漫画家、同人作家の方からご質問をいただく内容で多いのが「経費として認められるのはどういうものか」という内容です。前提を忘れないように判断していく、ご自身で線引きをするのが良いのですが、具体的にどういうものが該当するか検討してみます。
「その事業に必要なもの」という前提
これは法人・個人を問わず、どのような事業でも、その規模にかかわりなく、すべての事業においての前提です。
その事業を行うにあたって必要な支出が経費といえます。例えば仕入れがあるビジネスであれば仕入れも経費になりますし、給与やその他事業を運営するにあたっての必要な支出はほかにもあるでしょう。
それぞれの事業で何が経費として該当するかは、事業の内容や性質によって異なります。
車の購入費用やガソリン代は運送業であれば当然経費になりうると考えられますが、これが漫画家の場合はどうでしょうか。作家業を行うにあたってどこまでその車が必要だったかどうかは、事業主にとって説明が求められる大事な内容になってきます。その車の車種についても同様です。
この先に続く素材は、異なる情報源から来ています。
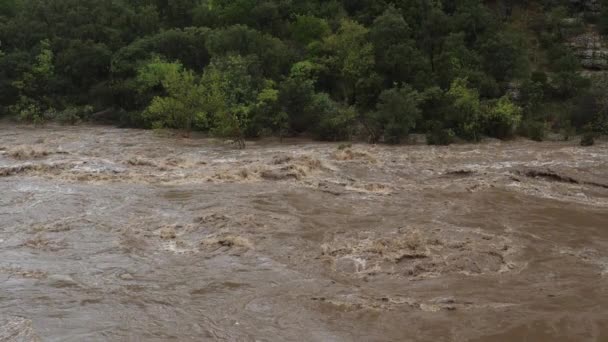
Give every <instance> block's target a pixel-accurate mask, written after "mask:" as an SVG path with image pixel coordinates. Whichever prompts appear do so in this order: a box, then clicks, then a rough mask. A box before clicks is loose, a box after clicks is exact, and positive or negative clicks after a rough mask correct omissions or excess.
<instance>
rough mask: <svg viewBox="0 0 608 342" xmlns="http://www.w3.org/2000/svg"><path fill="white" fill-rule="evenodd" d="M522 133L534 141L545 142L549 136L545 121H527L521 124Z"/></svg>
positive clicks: (521, 130) (528, 120)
高級外車であればあるほど、その事業においてポルシェである必要性が求められるのは、どの事業においても同じです。
その事業に特有の経費というものもあるでしょうし、逆に交際費など少し範囲があいまいに見えるものも実際にはあります。
例えば個人事業主の交際費は、その金額の上限は法人と異なり設けられていませんが、税務調査で問題になった際には以下のような内容の説明が求められます(質問票といった形で回答を求められることがあります)。
- 店の種類
- 同席又は贈答した相手方氏名・名称
- 接待交際の相手方の所属連絡先
- 接待交際の相手方との関係
- 接待交際の趣旨・目的
- 予約者の氏名
- 日程・場所・相手方の決定方法
- 支払方法
- あなたが支払った額
- 接待等の結果受注できた業務
このような内容が説明できないと、交際費として認められない可能性がどんどん高まるということです。
ある支出が経費として認められるためには、業務と合理的な関連性があり、なおかつ業務遂行上の必要性があるものとされていますので、改めてご自身の経費の内容をこの前提に立って確認しておいたほうがよいでしょう。
作画資料の経費の範囲
漫画家、同人作家の方に特有の経費で「作画資料」というものがあります。要は絵や漫画などを作成するために必要だった資料というべきもので、「資料費」などとして計上していることも多いです。
この作画資料の経費の範囲として、どういうものが考えられるでしょうか。
前段の交際費について求められる説明内容と対比すると、少なくとも以下のような部分は説明できるようにしておきたいところです。
資料費として計上した内容のうち「どの部分が作品制作において反映されたか」という部分はポイントが高いです。例えば実際に購入した作画資料が作品の中に出てきている場合には、その作品を提示すれば一目瞭然なわけですので分かりやすいです。
一方で、例えば「アイディアやストーリーなどの元になった」という説明だと、実際には経費として認められるかは微妙なラインになってきます。
作品と全く関係がないように見えて、なおかつプライベートでの利用部分が大きいのであれば、そもそも経費ではないのではないかという見方をされることは、頭の片隅に置いておいたほうがよいでしょう。
そういったものが多く計上されている場合の税務調査では、調査官は比較的厳しい視点で、ほかの経費も含めてチェックをしてくることが考えられます。
まとめ
漫画家・同人作家にとって、作画資料の経費計上はその範囲については慎重な判断が必要です。
経費として認められるためには「事業との合理的な関連性」と「業務遂行上の必要性」が不可欠であり、特に作画資料については、実際の作品制作にどのように反映されたかを明確に説明できることが重要なポイントとなります。
日頃から購入した資料と作品との関連性を記録し、税務調査の際には具体的な説明ができるよう準備しておくことをお勧めいたします。